Momen ini memang, seperti yang ditunjukkan oleh Jauss sendiri dalam judul esai ini, merupakan kutipan dari fisiokrat abad ke-18 dan yakin akan kemungkinan kesinambungan antara kerja dan naturalitas, serta keinginan akan kebahagiaan materi kolektif dan abad ke-19 yang secara keras mengalami perceraian antara subjektivitas estetika dan prosaisme dunia. Skema eksistensial ini berada dalam kesinambungan sempurna dengan konstruksi otonomi subjek romantis yang berlandaskan penolakan terhadap logika ekonomi. Ontologi umum Romantisisme Jena bertumpu pada gagasan  dunia nyatalah yang merupakan ilusi, devaluasinya merupakan perpanjangan dari kekuatan imajinasi. Perpecahan ini merupakan revolusi industri sebagai sebuah guncangan yang ditanggapi oleh sastra dengan gerakan ganda; gerakan realistis yang menggambarkan keterasingan oleh mesin, pembagian kerja dan pembagian sosial ke dalam kelas-kelas dengan Balzac yang dikagumi Marx dalam Kapital , sebuah gerakan penarikan diri menuju interioritas yang cemburu dan diri yang terancam yang meninggikan perbedaannya.
Masalah keseluruhan para pahlawan romantis dari tahun 1800-1830 bukanlah tentang warisan, melainkan merelakan kekayaan materi demi menaklukkan identitas mereka. Namun pembacaan ini sendiri dapat dibalik; Di sini kita bisa melihat terkadang lahirnya subjek tanpa warisan, wirausahawan yang akan selesai di abad ke-21 dengan meningkatnya visibilitas "budaya bisnis", terkadang tuntutan akan kebebasan mutlak dari segala bentuk keberadaan material di dunia. Kita dapat menguraikan sikap ini, apa pun maknanya dalam kaitannya dengan perekonomian, akibat wajar dari modernitas estetis dan tuntutan akan lembaran baru yang menjiwai puisi-puisi abad ke-19 dengan cara yang semakin nyata hingga tahun 1880, namun secara lebih mendalam, menggunakan istilah Bourdieu, yang dimaksud adalah penggantian modal finansial dengan modal simbolik yang menentangnya dan garis pemisah yang pada gilirannya menjadi produksi estetika. Konflik kemudian akan muncul antara pasar dan seniman di satu sisi, dan antara seniman yang tunduk pada pasar dan seniman avant-garde di sisi lain:
Bidang-bidang ini adalah tempat hidup berdampingan secara antagonis antara dua cara produksi dan sirkulasi yang mengikuti logika terbalik. Di satu kutub adalah ekonomi seni murni yang "anti-ekonomi" yang, berdasarkan pada pengakuan wajib atas nilai-nilai ketidaktertarikan dan penolakan ekonomi (dari "komersial") dan keuntungan "ekonomi" (singkatnya istilah) mendukung produksi dan persyaratan spesifiknya yang timbul dari sejarah otonom.

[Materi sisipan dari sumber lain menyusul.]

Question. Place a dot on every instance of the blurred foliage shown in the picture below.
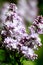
(8, 58)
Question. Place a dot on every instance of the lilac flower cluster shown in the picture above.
(15, 36)
(37, 25)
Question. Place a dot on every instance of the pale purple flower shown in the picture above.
(37, 25)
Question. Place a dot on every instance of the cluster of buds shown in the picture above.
(14, 34)
(37, 25)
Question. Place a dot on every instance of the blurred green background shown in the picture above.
(3, 54)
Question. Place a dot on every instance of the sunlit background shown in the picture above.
(28, 10)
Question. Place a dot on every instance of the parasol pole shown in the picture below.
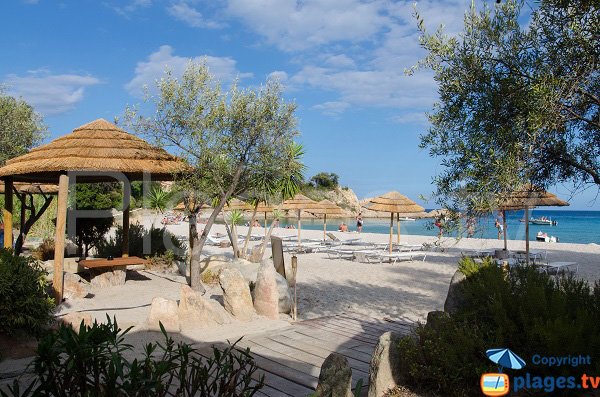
(398, 223)
(504, 228)
(265, 224)
(299, 226)
(527, 235)
(391, 230)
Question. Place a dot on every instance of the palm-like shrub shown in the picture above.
(25, 307)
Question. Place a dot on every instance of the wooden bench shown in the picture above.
(101, 265)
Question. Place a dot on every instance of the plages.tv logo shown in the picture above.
(498, 384)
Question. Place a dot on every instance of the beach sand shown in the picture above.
(405, 289)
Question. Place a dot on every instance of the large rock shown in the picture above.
(74, 286)
(266, 292)
(236, 294)
(108, 279)
(164, 311)
(455, 296)
(335, 379)
(197, 311)
(249, 270)
(385, 370)
(74, 320)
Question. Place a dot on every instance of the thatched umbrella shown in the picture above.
(394, 203)
(525, 198)
(95, 152)
(299, 203)
(327, 208)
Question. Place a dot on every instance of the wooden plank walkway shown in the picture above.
(291, 359)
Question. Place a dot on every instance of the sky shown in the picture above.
(341, 61)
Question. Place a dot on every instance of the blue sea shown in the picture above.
(581, 227)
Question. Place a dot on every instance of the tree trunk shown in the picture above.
(195, 270)
(249, 234)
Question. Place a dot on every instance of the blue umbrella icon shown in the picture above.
(505, 358)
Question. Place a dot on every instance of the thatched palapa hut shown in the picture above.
(95, 152)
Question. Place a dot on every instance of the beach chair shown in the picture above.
(396, 256)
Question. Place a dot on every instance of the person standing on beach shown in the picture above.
(359, 222)
(500, 226)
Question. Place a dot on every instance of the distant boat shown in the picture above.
(406, 219)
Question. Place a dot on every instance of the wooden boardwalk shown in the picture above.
(291, 359)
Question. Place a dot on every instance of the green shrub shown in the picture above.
(525, 311)
(468, 266)
(92, 362)
(25, 307)
(137, 234)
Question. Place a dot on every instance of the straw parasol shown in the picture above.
(99, 146)
(327, 208)
(394, 203)
(525, 198)
(97, 152)
(31, 188)
(300, 202)
(237, 204)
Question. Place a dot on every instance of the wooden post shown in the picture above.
(8, 212)
(398, 225)
(126, 205)
(527, 235)
(504, 228)
(391, 230)
(59, 240)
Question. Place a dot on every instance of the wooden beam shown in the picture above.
(8, 212)
(59, 240)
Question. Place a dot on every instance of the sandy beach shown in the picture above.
(405, 289)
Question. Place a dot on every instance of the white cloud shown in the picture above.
(182, 11)
(50, 94)
(132, 6)
(333, 108)
(296, 25)
(278, 75)
(147, 72)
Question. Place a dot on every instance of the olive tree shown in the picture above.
(518, 101)
(226, 137)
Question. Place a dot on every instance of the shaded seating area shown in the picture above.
(95, 152)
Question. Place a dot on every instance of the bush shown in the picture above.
(92, 362)
(25, 307)
(137, 234)
(525, 311)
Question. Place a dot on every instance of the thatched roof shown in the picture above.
(299, 202)
(100, 147)
(32, 188)
(394, 202)
(328, 208)
(530, 197)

Di sisi lain, logika ekonomi industri sastra dan seni yang, dalam perdagangan barang-barang budaya, memberikan prioritas pada diseminasi, pada keberhasilan langsung dan sementara, diukur dengan contoh dalam undian, dan setuju untuk menyesuaikan dengan permintaan pelanggan yang sudah ada sebelumnya.